Le Royaume-Uni perd plus d’emplois qu’il n’en crée du fait de l’intelligence artificielle, selon une nouvelle recherche qui suggère que la Grande-Bretagne est plus durement touchée que les autres grandes économies par l’adoption rapide de cette technologie.

Une étude menée par la banque d’investissement Morgan Stanley a révélé que les entreprises britanniques utilisant l’IA ont signalé une baisse nette 8 % des emplois au cours des 12 derniers mois, soit le taux le plus élevé parmi les pays étudiés, notamment les États-Unis, l’Allemagne, le Japon et l’Australie. La recherche a examiné les entreprises de cinq secteurs, dont le commerce de détail, les transports, les équipements de santé et les industries automobiles.

Le Royaume-Uni perd plus d'emplois qu'il n'en crée à cause de l'IAMorgan Stanley // Shutterstock

Alors que les entreprises britanniques ont fait état d’une productivité moyenne de 11,5 % induite par l’IA, similaire aux gains observés aux États-Unis, l’impact sur l’emploi différait fortement.

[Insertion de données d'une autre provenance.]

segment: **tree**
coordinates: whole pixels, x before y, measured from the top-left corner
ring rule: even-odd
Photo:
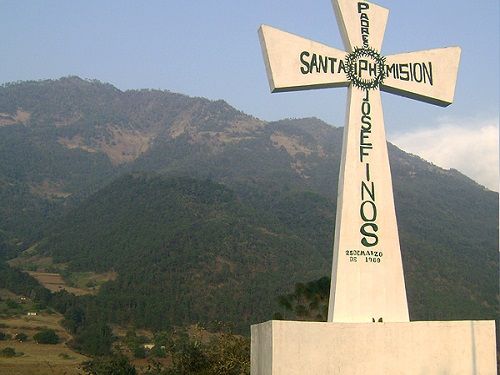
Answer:
[[[286,312],[289,312],[293,319],[326,321],[329,297],[329,277],[322,277],[306,284],[297,283],[293,293],[278,297],[278,304],[283,312],[274,313],[273,318],[284,319]]]
[[[137,371],[124,355],[96,357],[82,367],[87,375],[136,375]]]
[[[150,374],[250,374],[250,340],[231,333],[209,334],[201,328],[194,333],[176,332],[172,335],[169,352],[172,366],[160,371],[161,366],[153,362],[156,366],[150,368]]]
[[[209,345],[210,374],[243,375],[250,373],[250,340],[230,333],[217,335]]]
[[[105,323],[83,326],[75,338],[77,349],[90,355],[110,355],[114,341],[111,328]]]
[[[57,344],[59,342],[59,336],[53,329],[44,329],[35,335],[33,335],[33,340],[38,344]]]
[[[208,374],[210,360],[200,341],[192,340],[188,335],[182,335],[174,342],[172,349],[172,369],[169,374]]]
[[[63,325],[71,333],[76,333],[85,322],[85,311],[80,306],[71,306],[64,313]]]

Les entreprises américaines, selon l’étude, étaient plus susceptibles de créer des emplois parallèlement aux gains d’efficacité, tandis que les entreprises britanniques supprimaient plus de rôles qu’elles n’en ajoutaient.

Ces conclusions interviennent alors que le marché du travail britannique est confronté à une pression croissante due à l’augmentation des coûts, y compris l’augmentation du salaire minimum et l’augmentation des cotisations patronales à l’assurance nationale. Le chômage a atteint son plus haut niveau depuis quatre ans, ce qui ajoute aux préoccupations selon lesquelles AI accélère les pertes d’emploi plutôt que de soutenir la croissance de la main-d’œuvre.

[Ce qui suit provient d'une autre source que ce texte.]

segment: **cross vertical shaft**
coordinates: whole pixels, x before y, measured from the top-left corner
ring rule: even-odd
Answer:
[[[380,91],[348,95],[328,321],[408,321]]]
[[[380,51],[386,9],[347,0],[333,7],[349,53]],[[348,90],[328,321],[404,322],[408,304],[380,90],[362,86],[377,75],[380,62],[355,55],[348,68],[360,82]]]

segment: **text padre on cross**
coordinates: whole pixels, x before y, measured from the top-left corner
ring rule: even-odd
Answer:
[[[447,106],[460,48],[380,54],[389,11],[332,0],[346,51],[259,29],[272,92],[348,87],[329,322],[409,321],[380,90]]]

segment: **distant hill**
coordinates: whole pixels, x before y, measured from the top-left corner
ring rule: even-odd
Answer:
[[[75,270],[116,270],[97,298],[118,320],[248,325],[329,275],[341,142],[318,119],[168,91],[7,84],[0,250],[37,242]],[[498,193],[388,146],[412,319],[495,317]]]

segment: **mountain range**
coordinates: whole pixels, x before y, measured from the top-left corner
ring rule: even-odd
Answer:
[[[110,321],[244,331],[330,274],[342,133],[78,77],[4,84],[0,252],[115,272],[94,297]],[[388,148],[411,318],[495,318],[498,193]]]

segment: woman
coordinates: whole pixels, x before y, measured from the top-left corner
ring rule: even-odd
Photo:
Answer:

La recherche suggère également que les early-career roles sont particulièrement vulnérables, les entreprises étant les plus susceptibles de réduire les postes nécessitant deux à cinq ans d’expérience. Des enquêtes distinctes montrent une anxiété croissante chez les travailleurs, en particulier les plus jeunes, qui se demandent s’ils seront en mesure de s’adapter alors que l’IA remodèle le marché de l’emploi dans les années à venir.